At least two Verizon subscribers observed reduced speeds in the YouTube app’s “stats for nerds” section.

“YouTube is being throttled to 10Mbps as well,” one person wrote on Thursday. “In the ‘stats for nerds’ it would load at roughly 1,250KBps which translates to 10Mbps. Put the VPN on and that number tripled easily. Didn’t have an issue playing 1080p in 60fps, though.”

“Confirmed here too,” another person wrote. “1440p videos are throttled at a constant 9.95Mbps. I wasn’t even able to keep up and buffered at a few points.”

Verizon’s traffic-shaping would appear to skirt the FCC’s net neutrality rules, which generally outlaw throttling. But Verizon says that the test fell within the bound’s of the FCC’s exceptions, which allow carriers to impose limitations as long as they’re (1) metered out equally across services, and (2) imposed for the purposes of network management.

“We deliver whatever the content provider gives us,” a Verizon spokesperson said. “We’re always looking for ways to optimize our network without impacting our customers’ experience.”

As Ars Technica notes, Verizon’s throttling wasn’t severe enough to impact most subscribers’ experiences. Netflix says that its highest mobile quality setting, Unlimited, “may use up to 1GB per 20 minutes or more depending on your device and network speeds.” Assuming the download rate is relatively consistent, a connection of less than 7Mbps — much slower than the 10Mbps limit to which Verizon subjected subscribers — would be sufficient.

Until last year, Netflix throttled its own video streams on AT&T and Verizon in order to help users stay under their data caps. But it changed when it began letting users choose from several different quality settings.

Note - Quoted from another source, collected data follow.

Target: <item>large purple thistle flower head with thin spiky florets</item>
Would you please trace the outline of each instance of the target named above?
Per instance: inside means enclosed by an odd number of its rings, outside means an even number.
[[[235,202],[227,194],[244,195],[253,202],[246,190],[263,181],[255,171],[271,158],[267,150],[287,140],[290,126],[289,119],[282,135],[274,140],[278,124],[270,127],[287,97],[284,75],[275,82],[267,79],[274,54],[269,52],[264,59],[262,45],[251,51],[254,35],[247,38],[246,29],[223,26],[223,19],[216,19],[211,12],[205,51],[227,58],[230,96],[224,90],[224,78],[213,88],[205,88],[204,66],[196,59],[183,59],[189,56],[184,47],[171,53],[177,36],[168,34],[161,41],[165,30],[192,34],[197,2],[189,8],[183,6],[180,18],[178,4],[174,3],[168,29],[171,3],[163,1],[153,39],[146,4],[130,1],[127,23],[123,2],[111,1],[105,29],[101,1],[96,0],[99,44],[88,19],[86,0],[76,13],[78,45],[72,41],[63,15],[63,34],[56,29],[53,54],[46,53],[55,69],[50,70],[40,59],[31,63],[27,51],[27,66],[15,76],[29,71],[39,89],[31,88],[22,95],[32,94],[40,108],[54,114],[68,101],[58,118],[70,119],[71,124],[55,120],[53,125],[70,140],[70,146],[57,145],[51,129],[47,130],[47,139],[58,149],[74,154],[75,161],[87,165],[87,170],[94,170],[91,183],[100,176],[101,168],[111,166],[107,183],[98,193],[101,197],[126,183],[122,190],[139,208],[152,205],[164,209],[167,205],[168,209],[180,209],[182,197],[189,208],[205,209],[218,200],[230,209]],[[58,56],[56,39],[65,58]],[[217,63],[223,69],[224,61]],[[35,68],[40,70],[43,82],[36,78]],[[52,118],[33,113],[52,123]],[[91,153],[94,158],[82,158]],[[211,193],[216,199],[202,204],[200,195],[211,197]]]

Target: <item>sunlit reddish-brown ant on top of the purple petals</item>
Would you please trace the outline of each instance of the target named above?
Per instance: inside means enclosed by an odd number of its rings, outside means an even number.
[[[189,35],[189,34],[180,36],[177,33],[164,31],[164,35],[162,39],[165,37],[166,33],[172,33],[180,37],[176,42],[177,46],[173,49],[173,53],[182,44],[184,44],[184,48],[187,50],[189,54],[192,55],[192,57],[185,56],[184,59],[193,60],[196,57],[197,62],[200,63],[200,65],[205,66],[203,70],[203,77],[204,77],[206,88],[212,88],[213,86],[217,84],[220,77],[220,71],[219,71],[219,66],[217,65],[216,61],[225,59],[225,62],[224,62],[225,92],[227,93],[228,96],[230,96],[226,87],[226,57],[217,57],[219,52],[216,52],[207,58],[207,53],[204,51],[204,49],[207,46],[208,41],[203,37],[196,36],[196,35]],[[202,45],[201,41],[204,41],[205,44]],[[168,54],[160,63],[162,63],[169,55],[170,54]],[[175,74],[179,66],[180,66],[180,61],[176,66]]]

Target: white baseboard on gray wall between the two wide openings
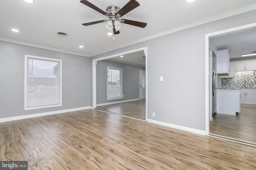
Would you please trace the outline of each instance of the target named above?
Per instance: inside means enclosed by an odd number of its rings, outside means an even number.
[[[162,125],[162,126],[166,126],[166,127],[171,127],[171,128],[179,129],[179,130],[182,130],[182,131],[192,132],[192,133],[196,133],[196,134],[199,134],[199,135],[206,135],[206,132],[205,132],[205,131],[198,130],[198,129],[192,129],[192,128],[190,128],[190,127],[184,127],[184,126],[174,125],[174,124],[165,123],[165,122],[162,122],[162,121],[156,121],[156,120],[152,120],[152,119],[148,119],[147,121],[148,121],[149,123],[154,123],[154,124],[157,124],[157,125]]]

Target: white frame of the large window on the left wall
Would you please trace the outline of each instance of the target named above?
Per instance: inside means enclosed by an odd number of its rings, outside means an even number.
[[[42,106],[31,106],[28,107],[27,97],[28,97],[28,58],[44,60],[44,61],[54,61],[58,62],[58,78],[59,78],[59,90],[60,90],[60,104],[49,104]],[[24,110],[32,110],[32,109],[41,109],[41,108],[49,108],[49,107],[57,107],[62,106],[62,60],[61,59],[53,59],[48,57],[39,57],[34,55],[25,55],[24,60]]]

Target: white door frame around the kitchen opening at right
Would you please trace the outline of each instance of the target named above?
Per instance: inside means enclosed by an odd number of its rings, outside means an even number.
[[[250,23],[247,25],[242,25],[238,27],[233,27],[230,29],[224,29],[221,31],[216,31],[213,33],[208,33],[205,35],[205,135],[209,136],[210,132],[210,108],[209,108],[209,48],[210,48],[210,43],[209,39],[213,37],[218,37],[221,35],[227,35],[230,33],[236,33],[240,31],[246,31],[248,29],[254,29],[256,28],[256,22],[255,23]]]

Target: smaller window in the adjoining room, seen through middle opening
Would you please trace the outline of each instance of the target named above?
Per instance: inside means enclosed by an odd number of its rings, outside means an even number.
[[[108,100],[122,99],[122,68],[108,67]]]

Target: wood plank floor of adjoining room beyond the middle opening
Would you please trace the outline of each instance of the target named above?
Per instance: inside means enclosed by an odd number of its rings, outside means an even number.
[[[146,120],[146,100],[135,100],[132,102],[123,102],[118,104],[110,104],[97,106],[96,109],[117,113],[136,119]]]

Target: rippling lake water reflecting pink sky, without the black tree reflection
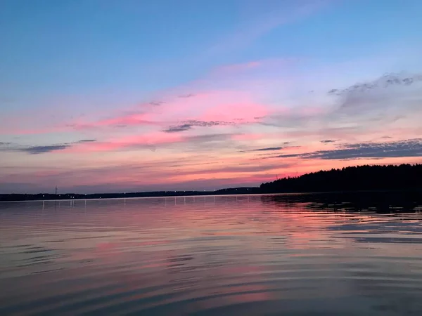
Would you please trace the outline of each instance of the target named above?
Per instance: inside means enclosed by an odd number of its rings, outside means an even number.
[[[422,315],[421,205],[364,205],[3,203],[0,315]]]

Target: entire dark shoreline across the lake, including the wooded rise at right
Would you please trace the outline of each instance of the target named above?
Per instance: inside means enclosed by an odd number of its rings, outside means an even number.
[[[422,190],[422,164],[352,166],[280,178],[260,187],[230,187],[214,191],[154,191],[126,193],[4,194],[0,202],[69,199],[119,199],[131,197],[181,197],[198,195],[252,195],[309,192],[406,192]]]

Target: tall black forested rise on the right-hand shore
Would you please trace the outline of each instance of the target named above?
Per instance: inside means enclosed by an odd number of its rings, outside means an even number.
[[[262,183],[262,193],[409,190],[422,188],[422,164],[351,166]]]

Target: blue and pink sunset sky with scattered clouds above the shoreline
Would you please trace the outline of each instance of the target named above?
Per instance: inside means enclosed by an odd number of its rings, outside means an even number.
[[[0,193],[422,162],[422,1],[1,0]]]

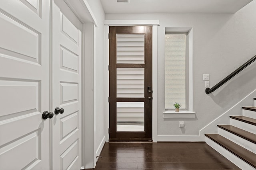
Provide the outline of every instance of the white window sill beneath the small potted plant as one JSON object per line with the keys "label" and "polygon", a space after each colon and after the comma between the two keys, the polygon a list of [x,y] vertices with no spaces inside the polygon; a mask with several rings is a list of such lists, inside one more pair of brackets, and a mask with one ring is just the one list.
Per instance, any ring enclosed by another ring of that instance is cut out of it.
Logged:
{"label": "white window sill beneath the small potted plant", "polygon": [[175,112],[174,110],[164,111],[164,118],[195,118],[196,113],[188,110],[180,110],[180,112]]}

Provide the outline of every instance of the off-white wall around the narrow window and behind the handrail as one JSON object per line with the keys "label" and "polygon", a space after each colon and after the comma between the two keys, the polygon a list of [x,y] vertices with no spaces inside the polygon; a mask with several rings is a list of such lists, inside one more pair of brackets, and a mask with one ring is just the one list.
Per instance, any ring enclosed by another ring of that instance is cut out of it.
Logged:
{"label": "off-white wall around the narrow window and behind the handrail", "polygon": [[[255,9],[254,0],[236,14],[106,14],[106,20],[160,21],[157,70],[158,135],[198,135],[200,129],[255,90],[256,63],[209,95],[205,94],[202,80],[202,74],[210,74],[212,87],[256,55]],[[193,28],[193,109],[196,118],[163,118],[165,27]],[[253,106],[252,104],[253,100],[248,106]],[[240,110],[234,114],[240,114]],[[184,129],[179,128],[179,121],[184,121]],[[190,138],[186,140],[190,141]]]}

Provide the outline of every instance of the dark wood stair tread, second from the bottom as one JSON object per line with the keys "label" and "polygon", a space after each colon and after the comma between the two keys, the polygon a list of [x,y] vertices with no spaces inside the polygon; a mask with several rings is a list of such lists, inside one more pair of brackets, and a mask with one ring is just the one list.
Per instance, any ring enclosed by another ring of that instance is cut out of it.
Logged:
{"label": "dark wood stair tread, second from the bottom", "polygon": [[256,144],[256,135],[253,133],[250,133],[232,125],[218,125],[218,127]]}

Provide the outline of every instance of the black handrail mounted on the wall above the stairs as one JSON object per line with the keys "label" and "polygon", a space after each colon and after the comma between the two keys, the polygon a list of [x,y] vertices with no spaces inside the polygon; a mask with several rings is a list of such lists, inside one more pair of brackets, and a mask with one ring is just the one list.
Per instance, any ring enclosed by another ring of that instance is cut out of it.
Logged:
{"label": "black handrail mounted on the wall above the stairs", "polygon": [[252,57],[250,60],[248,60],[246,63],[244,63],[242,66],[240,66],[238,69],[236,69],[234,72],[229,74],[226,78],[221,80],[218,84],[216,84],[212,88],[206,88],[205,89],[206,94],[210,94],[211,92],[214,92],[216,89],[218,89],[220,86],[222,86],[228,80],[230,80],[232,77],[234,77],[240,71],[244,70],[244,68],[246,68],[248,65],[252,64],[255,60],[256,60],[256,55],[254,57]]}

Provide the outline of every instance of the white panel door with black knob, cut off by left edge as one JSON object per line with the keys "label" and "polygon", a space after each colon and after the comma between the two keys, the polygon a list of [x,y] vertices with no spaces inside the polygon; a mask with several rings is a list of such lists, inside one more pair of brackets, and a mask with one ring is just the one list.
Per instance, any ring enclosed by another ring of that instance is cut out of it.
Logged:
{"label": "white panel door with black knob, cut off by left edge", "polygon": [[50,169],[50,3],[0,0],[0,169]]}

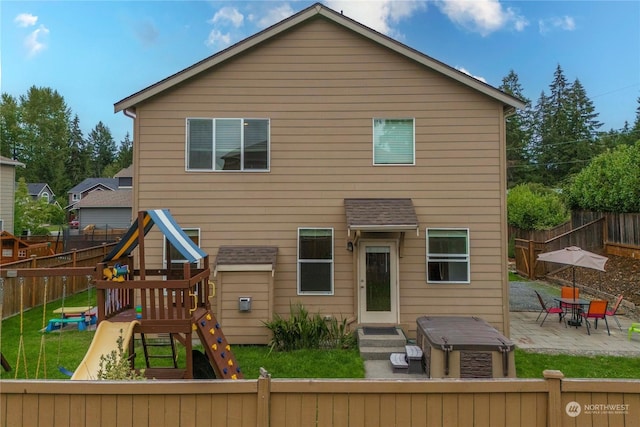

It’s not the first time an internet provider has been caught imposing caps on services. In 2008, Comcast began throttling — and in some cases blocking altogether — peer-to-peer (P2P) BitTorrent traffic on its network. The cable provider initially denied responsibility for the reduced speeds, but later acknowledged in a memo to the FCC that it had “engaged in traffic management techniques” in order to “ensure a high-quality, reliable Internet experience.”

In 2009, it agreed to settle a class-action lawsuit brought on by angry customers for $16 million.